Canadian journalists may just breathe a little easier now. A November 2007 major ruling of the Ontario Court of Appeal broke new ground in the area of defamation law when it comes to the news media in Canada.

In essence, the Ontario court decision in Cusson v. Ottawa Citizen gives the media another line of defence when it comes to defamation lawsuits and provides more freedom for the media to publish stories that they would be otherwise hesitant to publicize. The court coined what it called a “new and distinct” term — the ‘public interest responsible journalism defence.’

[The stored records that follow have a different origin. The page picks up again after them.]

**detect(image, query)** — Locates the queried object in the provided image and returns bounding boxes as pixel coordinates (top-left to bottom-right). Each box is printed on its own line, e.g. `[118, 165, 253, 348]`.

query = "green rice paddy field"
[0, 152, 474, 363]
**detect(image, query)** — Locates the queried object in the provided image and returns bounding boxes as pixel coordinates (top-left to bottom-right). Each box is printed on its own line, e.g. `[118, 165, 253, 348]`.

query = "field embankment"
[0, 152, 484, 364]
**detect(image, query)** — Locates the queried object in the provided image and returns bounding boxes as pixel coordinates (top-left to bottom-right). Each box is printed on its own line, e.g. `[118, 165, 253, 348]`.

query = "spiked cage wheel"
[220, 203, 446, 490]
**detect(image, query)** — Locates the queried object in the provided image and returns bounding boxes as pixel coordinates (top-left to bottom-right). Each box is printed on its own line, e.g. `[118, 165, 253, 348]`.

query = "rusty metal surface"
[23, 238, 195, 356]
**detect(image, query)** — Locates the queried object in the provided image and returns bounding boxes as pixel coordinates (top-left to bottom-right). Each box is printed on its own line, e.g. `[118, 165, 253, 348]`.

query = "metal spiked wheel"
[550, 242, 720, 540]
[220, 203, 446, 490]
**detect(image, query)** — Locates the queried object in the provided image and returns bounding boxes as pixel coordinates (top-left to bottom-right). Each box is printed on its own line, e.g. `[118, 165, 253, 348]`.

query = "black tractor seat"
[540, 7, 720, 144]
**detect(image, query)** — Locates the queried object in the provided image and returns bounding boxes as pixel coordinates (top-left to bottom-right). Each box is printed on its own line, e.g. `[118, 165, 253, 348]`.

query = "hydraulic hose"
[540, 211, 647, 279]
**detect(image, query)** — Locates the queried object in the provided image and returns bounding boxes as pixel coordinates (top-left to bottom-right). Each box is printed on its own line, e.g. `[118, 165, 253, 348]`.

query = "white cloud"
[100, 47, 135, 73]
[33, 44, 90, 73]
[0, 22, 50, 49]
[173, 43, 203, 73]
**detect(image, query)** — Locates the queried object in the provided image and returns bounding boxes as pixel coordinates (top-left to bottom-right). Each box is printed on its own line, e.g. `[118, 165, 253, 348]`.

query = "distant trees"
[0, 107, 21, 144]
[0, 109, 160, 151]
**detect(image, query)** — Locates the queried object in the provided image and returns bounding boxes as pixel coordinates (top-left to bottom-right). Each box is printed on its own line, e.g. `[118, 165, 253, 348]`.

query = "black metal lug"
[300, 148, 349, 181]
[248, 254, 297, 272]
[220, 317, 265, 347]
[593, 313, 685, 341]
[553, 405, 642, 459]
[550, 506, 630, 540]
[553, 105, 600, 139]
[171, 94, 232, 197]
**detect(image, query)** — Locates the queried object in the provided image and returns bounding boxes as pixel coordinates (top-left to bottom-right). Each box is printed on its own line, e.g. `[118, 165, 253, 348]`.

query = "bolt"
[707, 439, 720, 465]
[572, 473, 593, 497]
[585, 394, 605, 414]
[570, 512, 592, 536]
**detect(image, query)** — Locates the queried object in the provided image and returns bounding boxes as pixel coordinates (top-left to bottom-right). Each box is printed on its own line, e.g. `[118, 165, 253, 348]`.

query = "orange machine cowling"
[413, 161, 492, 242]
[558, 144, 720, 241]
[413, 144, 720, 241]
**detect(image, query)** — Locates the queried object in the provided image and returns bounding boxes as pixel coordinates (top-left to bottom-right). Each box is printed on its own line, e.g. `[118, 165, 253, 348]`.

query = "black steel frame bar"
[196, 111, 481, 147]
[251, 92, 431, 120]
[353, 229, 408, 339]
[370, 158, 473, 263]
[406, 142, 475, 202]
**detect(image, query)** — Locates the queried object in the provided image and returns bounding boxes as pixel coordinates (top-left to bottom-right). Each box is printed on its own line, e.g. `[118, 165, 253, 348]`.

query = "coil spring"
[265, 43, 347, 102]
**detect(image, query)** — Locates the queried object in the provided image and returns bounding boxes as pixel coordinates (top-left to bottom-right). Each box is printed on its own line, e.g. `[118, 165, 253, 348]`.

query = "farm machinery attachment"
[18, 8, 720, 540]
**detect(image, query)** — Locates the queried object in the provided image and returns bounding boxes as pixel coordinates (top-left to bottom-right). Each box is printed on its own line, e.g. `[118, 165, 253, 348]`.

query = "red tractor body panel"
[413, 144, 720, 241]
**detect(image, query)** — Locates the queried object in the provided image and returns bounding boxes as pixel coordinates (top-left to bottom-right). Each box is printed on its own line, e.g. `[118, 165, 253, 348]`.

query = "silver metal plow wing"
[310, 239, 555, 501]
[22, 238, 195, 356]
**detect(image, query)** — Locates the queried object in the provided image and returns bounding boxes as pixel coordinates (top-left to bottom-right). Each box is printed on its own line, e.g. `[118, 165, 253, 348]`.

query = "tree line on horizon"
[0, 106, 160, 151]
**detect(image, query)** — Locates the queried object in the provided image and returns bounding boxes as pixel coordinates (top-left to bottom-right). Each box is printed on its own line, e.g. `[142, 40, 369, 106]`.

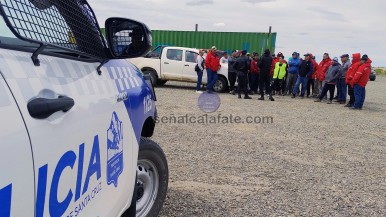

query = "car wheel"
[143, 71, 158, 86]
[135, 138, 169, 217]
[213, 77, 228, 93]
[157, 79, 168, 86]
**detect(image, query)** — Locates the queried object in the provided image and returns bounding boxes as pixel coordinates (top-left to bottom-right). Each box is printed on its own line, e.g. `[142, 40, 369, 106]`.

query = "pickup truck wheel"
[143, 71, 158, 86]
[136, 138, 169, 217]
[157, 79, 168, 86]
[213, 77, 228, 93]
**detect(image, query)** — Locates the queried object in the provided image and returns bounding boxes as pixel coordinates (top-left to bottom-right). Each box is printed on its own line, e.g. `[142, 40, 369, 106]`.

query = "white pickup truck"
[130, 46, 228, 92]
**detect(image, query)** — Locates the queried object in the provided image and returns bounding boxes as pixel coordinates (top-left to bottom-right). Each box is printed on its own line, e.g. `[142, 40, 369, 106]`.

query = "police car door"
[0, 69, 34, 217]
[0, 1, 138, 217]
[0, 50, 137, 216]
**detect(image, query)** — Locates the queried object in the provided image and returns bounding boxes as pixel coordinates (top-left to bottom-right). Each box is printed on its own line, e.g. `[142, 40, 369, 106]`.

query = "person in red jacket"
[205, 46, 220, 93]
[344, 53, 361, 107]
[270, 52, 283, 78]
[315, 53, 332, 96]
[350, 54, 372, 109]
[307, 54, 318, 97]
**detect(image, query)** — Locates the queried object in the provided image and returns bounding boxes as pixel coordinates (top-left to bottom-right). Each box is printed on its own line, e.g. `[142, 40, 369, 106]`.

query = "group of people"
[196, 46, 372, 109]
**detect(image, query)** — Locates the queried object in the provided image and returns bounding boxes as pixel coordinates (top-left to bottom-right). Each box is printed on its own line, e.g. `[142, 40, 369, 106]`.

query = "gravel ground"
[153, 77, 386, 216]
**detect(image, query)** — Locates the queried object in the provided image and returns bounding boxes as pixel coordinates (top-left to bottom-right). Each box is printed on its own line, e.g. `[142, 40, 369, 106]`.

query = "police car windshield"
[0, 17, 99, 58]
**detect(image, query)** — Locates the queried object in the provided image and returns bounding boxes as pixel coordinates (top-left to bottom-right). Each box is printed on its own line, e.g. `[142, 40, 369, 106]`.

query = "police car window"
[185, 51, 198, 63]
[166, 49, 182, 61]
[0, 16, 16, 38]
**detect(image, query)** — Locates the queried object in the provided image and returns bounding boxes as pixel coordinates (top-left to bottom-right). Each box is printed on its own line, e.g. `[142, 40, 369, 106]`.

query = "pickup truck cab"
[0, 0, 168, 217]
[130, 46, 228, 92]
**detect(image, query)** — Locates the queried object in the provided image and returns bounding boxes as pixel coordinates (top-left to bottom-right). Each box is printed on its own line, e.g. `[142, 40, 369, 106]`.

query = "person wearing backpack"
[195, 50, 205, 93]
[235, 50, 252, 99]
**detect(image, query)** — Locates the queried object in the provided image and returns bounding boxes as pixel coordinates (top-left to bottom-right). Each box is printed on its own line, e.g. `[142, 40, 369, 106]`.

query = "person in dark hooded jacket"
[235, 50, 252, 99]
[291, 53, 313, 98]
[315, 57, 341, 104]
[258, 49, 275, 101]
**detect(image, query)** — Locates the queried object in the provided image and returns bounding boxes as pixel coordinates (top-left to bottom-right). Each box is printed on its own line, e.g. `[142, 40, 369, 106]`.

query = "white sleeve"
[197, 55, 204, 71]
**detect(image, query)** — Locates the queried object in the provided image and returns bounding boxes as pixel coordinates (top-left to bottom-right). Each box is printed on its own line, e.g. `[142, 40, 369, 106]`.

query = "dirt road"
[154, 77, 386, 216]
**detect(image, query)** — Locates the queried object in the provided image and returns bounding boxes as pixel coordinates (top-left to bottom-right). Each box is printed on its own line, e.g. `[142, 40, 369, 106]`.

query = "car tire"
[122, 138, 169, 217]
[213, 76, 228, 93]
[143, 71, 158, 87]
[157, 79, 168, 86]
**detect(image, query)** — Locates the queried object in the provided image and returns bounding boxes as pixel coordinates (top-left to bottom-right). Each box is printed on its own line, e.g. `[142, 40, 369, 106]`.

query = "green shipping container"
[152, 30, 276, 54]
[102, 29, 276, 54]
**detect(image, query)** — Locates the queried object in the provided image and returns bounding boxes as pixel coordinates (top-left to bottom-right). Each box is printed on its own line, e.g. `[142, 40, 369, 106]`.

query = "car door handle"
[27, 96, 75, 119]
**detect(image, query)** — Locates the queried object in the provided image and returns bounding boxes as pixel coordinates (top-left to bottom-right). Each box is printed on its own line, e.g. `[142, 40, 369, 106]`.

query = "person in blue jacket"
[292, 53, 314, 98]
[283, 52, 302, 95]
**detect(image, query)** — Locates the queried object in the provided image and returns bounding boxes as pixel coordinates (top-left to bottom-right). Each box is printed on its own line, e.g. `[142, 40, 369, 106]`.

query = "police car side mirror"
[105, 17, 152, 59]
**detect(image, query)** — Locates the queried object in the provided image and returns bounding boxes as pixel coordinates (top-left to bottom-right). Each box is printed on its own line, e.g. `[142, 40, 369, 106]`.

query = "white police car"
[0, 0, 168, 217]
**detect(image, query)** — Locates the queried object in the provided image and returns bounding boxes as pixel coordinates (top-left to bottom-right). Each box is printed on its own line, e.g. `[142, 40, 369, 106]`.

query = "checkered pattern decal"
[0, 49, 142, 106]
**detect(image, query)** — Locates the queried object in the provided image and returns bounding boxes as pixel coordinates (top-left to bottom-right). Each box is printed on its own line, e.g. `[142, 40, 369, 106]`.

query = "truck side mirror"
[105, 17, 152, 59]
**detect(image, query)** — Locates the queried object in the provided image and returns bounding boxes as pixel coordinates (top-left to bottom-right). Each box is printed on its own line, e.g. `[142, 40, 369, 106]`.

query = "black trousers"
[271, 78, 283, 91]
[307, 78, 315, 96]
[259, 73, 271, 97]
[228, 72, 237, 91]
[319, 84, 335, 101]
[347, 84, 355, 105]
[237, 72, 248, 96]
[281, 75, 287, 93]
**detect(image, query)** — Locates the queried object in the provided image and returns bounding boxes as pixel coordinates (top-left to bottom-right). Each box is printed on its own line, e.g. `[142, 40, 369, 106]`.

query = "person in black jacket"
[235, 50, 252, 99]
[258, 49, 275, 101]
[291, 53, 313, 98]
[228, 51, 237, 95]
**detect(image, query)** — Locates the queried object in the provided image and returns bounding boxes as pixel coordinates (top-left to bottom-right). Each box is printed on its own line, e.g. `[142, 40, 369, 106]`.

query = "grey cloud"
[242, 0, 276, 4]
[309, 7, 348, 22]
[186, 0, 213, 6]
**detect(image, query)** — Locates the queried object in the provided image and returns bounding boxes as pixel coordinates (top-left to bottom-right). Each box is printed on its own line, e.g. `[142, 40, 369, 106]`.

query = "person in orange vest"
[350, 54, 372, 110]
[344, 53, 361, 108]
[271, 56, 287, 95]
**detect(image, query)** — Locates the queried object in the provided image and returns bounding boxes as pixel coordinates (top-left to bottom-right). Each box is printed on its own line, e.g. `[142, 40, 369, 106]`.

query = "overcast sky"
[89, 0, 386, 66]
[1, 0, 386, 66]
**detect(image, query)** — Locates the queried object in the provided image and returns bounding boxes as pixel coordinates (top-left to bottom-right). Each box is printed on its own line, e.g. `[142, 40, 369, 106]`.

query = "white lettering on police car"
[36, 135, 101, 217]
[0, 184, 12, 217]
[107, 112, 123, 187]
[115, 92, 129, 102]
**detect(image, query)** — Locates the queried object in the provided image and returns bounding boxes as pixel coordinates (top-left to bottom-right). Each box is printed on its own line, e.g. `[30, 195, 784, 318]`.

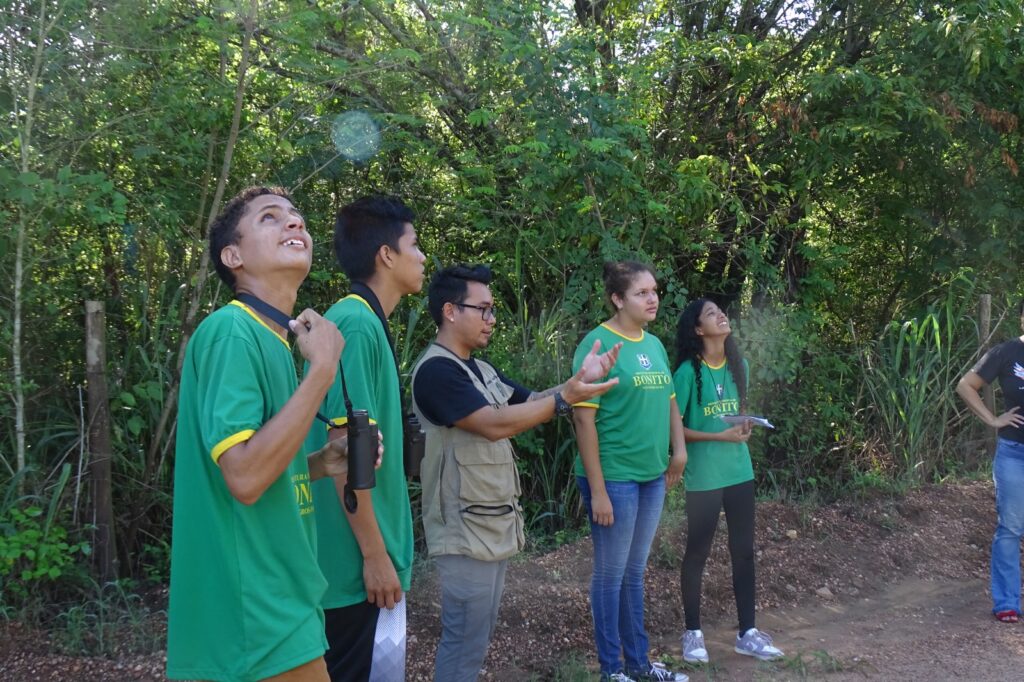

Canada’s age-old judicial approach to defamation suits has been to mainly look out for the reputation of the individual versus public interest debate on the issues. The new ruling is in line with those of other Commonwealth countries such as England and New Zealand — a clear support for the uninhibited exchange of information in the public’s interest.

In particular, the court’s decision follows the recent footsteps of the British House of Lords in England, where the public interest responsible journalism defence was given life in the 2007 case of Jameel v. Wall Street Journal Europe.

The Ontario court decision makes the public interest responsible journalism defence a new addition to the group of defamation defences in Canada, which includes truth, fair comment, qualified privilege and consent.

Justice Robert Sharpe of the appeal court wrote that, “The defence is plainly intended to shift the law of defamation away from its rigid reputation-protection stance to freer and more open discussion on matters of public interest and should be interpreted accordingly.”

For example, if a media outlet publishes a story and makes every reasonable effort to ensure the accuracy and truth of its contents, the public interest responsible journalism defence would protect them in the face of a libel lawsuit, even if some of the facts of the story were incorrect.

Prior to the appeal court ruling, the qualified privilege defence was the only real plausible defence for media outlets in defamation cases. Under qualified privilege, the media in Canada is permitted to publish defamatory material within the overall framework of reasonable and accurate news of proceedings in places like provincial legislatures, Parliament, and the courts. Conversely, truth and fair comment were the only other applicable defences in all other areas of news coverage.

The reaction of the Canadian news media to the new ruling was very receptive and amenable to the legal change. Daniel Henry, of the Canadian Broadcasting Corporation (CBC), said: “There is every reason to believe that this new decision will be considered carefully and followed in Canada’s other common law provinces.”

However, Henry also noted that “if a media organization publishes information on any matter of public interest, it can succeed [in a defamation defense claim] even if the information turns out to be defamatory and untrue, if it can convince the court, on a balance of probabilities, that the steps it took in gathering and publishing were responsible and fair.”

In all, there still remains a measured burden of responsibility on journalists and media outlets to ensure that the collection and dissemination of news information is done fairly and within reasonable journalistic practices and standards.